Smoke on the Water
(While National Novel Writing Month has passed, I've written the following in the style I was exploring during the month. While it is based on my general recollections of junior high school, I cannot vouch for the accuracy of the memories.)
It was about forty years ago that I went to my first junior high school dance. It was around the time that my parents were breaking up and my mother drove me in old green Chevy pick up truck to the regional high school. With anticipation and apprehension, I dressed up in some nice school clothes. I didn’t have any fancy clothes to speak of, it wasn’t a fancy sort of dance, and I probably would have felt even more awkward if I had to where something nice. My older brothers, already in high school, and having been to various school dances made snide comments, and my younger sister, still in elementary school and a Partridge Family fan wanted to find some way that she could go on such a grand adventure. My mother sensed my uneasiness at the event, and told her to stay home as she drove me to the dance.
Back then, I was a nerd, before it was cool to be a nerd. I enjoyed talking about academic subjects, especially math. I had gone from playing clarinet in the school band to alto clarinet, on a journey that would lead me to saxophone, bagpipes, and any other instrument I could get my hands on. Yet actually performing, or for that matter, sufficiently practicing the clarinet, was something that terrified me, almost as much as talking to a girl, or letter her know that I liked her.
The drive to the school was a little over seven miles. It was fifteen minutes of just me and my mother. She tried to get me to talk about who would be there. I mentioned some of the boys that I thought would probably be there, but didn’t mention any of the girls, especially not mentioning the girls I thought were cute or hoped to dance with.
Like so many school dances, this one took place in the gymnasium. The room wax dark and decorated with crepe paper. Up near the front of the gym, the band was set up at the east end. I walked around a little the large room for a little bit to try and find my friends. Like all the boys, they were on the north side of the gym. We stood around and looked timidly across the floor to the south side where the girls were gathered in similar clusters. Some of the more popular and self possessed kids took to the dance floor. They seemed to be having a good time, and I longed to join.
We did not listen to much music at our house. There was an old radio in the corner of the kitchen that we would listen to on snowy mornings to hear if there was a school cancellation.

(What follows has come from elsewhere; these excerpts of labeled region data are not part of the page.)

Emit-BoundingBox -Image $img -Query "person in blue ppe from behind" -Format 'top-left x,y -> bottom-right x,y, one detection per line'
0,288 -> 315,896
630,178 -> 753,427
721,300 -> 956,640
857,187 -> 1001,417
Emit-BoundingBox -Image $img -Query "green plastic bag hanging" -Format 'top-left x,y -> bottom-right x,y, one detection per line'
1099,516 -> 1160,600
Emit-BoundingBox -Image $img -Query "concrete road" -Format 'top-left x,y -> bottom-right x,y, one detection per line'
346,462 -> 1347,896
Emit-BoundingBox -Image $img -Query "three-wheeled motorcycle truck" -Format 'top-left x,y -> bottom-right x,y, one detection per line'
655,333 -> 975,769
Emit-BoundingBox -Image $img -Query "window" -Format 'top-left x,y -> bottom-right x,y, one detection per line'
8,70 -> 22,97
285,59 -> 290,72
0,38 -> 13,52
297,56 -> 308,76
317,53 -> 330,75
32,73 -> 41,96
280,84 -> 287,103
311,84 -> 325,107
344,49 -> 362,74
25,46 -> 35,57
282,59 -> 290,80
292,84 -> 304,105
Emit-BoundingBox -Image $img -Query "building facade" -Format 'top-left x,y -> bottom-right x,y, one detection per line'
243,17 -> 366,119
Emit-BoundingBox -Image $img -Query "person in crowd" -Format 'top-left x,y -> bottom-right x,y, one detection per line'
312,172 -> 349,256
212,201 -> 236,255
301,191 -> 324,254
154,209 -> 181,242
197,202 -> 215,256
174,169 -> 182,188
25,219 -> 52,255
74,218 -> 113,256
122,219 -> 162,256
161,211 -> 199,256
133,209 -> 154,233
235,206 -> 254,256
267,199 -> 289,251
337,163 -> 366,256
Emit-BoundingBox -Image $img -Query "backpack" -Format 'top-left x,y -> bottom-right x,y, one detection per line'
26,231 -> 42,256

We eventually got a small record player and we listened to records we checked out of the town library. My sister purchased a single or two, and it seemed like there would be weeks on end that I heard “If you’re going to San Francisco…” playing over and over on the record player.
I remember listening to the Beatles when we checked out one of there albums and I would mangle Hey Jude, horribly. Some of my neighbors, older boys that were closer friends with my brothers and played in one of the many typical high school bands, would endlessly try to get me to sing Hey Jude a little better, but I just couldn’t tell what I was doing wrong. I also listened to a bit of Simon & Garfunkel. “I am a rock” seemed to capture my social abilities of the time.
At the dance, there would be various songs that the band would play that would encourage me to ask a girl to dance. When “She was just seventeen” came on, my heart would go boom as I crossed the room to ask one of the girls to dance. I would be terrified that they would say no, and perhaps even more terrified that they would say yes. Yet instead of dancing through the night, we would dance one dance, and then awkwardly exchange niceties before retreating back to our respective sides of the gym.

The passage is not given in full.